Initial D debuts from ComiXology Originals & Kodansha Comics
Today, comiXology and Kodansha Comics announced volumes 1-38 of Initial D, the all-time classic manga about Japanese street racing by Shuichi Shigeno, are now available to read digitally at no additional cost for Amazon Prime, Kindle Unlimited, and comiXology Unlimited customers and are also available for purchase on Kindle and comiXology. Volumes 39-48 will be released later this year. With volumes 34-38 never before translated to English, this year marks the long awaited release of the entire Initial D series in English.
More than a manga, Initial D is a cultural phenomenon. Upon its release, Initial D perfectly captured the world of Japanese street racing and kicked off a global craze. It spawned a legendary anime series, video games, movies, not to mention an immortally beloved techno soundtrack. It also inspired the film The Fast and the Furious: Tokyo Drift. But it all starts here, with the Initial Dmanga.
Live the legend of how Tak Fujiwara went from tofu delivery boy to street-racing god.

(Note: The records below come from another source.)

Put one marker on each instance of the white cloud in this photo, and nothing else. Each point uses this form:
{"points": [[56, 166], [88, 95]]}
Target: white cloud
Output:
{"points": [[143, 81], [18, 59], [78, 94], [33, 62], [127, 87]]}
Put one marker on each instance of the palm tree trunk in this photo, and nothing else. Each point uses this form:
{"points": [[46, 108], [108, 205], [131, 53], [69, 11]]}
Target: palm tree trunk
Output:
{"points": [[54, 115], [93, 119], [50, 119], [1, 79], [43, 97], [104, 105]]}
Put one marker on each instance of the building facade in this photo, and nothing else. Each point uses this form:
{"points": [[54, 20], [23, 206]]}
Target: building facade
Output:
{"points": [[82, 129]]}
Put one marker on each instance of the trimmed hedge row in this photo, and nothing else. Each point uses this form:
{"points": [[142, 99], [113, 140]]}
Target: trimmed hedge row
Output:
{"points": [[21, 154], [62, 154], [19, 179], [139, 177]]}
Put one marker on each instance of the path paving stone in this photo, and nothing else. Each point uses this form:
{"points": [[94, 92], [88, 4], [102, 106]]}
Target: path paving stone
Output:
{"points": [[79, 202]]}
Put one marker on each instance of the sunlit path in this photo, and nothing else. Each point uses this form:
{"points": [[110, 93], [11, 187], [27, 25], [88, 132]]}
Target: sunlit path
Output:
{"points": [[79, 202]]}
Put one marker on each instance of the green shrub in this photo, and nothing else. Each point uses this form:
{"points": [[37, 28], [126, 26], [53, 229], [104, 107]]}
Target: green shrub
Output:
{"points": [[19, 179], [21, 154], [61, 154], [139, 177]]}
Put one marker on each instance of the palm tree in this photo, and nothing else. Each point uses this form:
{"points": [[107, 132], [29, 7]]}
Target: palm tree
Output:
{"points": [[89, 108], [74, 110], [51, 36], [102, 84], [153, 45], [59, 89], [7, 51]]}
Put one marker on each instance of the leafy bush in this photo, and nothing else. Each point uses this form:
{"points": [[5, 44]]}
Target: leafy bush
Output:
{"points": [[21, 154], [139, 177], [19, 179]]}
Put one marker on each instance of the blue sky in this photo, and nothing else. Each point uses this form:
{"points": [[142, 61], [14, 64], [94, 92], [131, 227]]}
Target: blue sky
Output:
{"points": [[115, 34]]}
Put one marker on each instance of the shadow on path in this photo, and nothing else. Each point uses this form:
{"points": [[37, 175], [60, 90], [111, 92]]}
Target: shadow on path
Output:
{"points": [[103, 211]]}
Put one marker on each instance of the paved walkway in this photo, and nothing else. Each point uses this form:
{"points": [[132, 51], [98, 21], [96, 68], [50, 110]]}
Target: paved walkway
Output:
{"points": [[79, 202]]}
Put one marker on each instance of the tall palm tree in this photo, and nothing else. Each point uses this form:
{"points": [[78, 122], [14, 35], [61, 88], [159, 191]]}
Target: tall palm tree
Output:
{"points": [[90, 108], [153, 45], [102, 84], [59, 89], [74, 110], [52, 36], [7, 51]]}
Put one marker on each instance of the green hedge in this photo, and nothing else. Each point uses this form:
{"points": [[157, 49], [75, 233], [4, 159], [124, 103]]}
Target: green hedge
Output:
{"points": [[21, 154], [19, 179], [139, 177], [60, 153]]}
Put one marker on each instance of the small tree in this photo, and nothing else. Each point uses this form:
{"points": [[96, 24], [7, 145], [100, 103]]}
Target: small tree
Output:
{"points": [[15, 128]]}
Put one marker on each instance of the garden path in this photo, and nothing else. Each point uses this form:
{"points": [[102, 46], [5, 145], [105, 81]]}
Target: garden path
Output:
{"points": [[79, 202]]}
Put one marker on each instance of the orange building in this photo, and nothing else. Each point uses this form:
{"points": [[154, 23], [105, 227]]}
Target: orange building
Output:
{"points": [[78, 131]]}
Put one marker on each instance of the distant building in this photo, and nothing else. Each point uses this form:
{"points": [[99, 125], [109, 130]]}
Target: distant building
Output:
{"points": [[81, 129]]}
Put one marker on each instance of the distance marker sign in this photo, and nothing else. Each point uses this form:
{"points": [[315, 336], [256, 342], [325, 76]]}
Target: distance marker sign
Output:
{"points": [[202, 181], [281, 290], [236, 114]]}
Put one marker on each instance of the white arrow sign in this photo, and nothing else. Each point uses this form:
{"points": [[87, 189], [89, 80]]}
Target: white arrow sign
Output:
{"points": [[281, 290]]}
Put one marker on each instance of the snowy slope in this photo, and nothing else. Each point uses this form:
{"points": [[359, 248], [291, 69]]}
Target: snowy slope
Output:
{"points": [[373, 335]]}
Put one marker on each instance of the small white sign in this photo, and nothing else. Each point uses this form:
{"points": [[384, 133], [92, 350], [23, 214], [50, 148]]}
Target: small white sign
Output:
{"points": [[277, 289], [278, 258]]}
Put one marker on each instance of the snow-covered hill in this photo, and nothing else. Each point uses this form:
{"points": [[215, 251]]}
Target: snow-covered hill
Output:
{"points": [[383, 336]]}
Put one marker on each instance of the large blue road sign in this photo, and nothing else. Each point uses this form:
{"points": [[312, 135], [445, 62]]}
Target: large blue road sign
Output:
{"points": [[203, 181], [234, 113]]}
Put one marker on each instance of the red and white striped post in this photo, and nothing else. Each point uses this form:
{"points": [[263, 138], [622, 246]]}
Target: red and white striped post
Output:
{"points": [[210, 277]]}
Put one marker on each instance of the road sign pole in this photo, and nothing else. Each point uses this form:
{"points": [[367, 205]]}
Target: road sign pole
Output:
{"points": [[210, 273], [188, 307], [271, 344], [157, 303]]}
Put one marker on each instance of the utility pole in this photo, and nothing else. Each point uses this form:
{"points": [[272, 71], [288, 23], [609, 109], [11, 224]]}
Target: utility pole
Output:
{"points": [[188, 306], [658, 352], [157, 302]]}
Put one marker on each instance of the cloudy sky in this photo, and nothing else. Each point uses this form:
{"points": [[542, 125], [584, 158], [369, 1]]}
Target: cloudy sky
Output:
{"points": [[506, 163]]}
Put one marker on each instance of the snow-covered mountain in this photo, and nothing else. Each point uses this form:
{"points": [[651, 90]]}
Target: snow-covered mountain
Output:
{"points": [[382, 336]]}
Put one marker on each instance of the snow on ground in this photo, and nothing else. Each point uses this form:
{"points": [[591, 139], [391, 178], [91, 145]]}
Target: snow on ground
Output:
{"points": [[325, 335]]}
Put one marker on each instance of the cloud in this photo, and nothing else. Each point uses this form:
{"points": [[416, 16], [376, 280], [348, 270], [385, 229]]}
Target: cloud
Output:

Tak Fujiwara spends a lot of time behind the wheel. His tofu delivery job sends him racing down the treacherous roads of Mount Akina, and without even realizing it, Tak has mastered racing techniques that take most drivers a lifetime to learn. Of course, none of his friends realize this. They’re all too busy watching the Akina Speed Stars, the local street racing team. When the legendary Red Suns show up to challenge the Speed Stars, it looks as if the Trueno Eight Six that has been seen racing through the mountain roads will take them on. The question remains … who’s the driver of this phantom car?
About the Creator:
Shuichi Shigeno is best-known for his long-running masterwork, Initial D, which ran from 1995 until 2013. He is currently at work on the manga series MF Ghost, which is set in a near-future world of self-driving carsand street racing.
First published by Tokypop in the early 00s, the English translation was never completed. Kodansha and comiXology’s digital release reissues all 33 volumes previously released by Tokyopop and goes beyond to complete the entire 48 volume run for the very first time.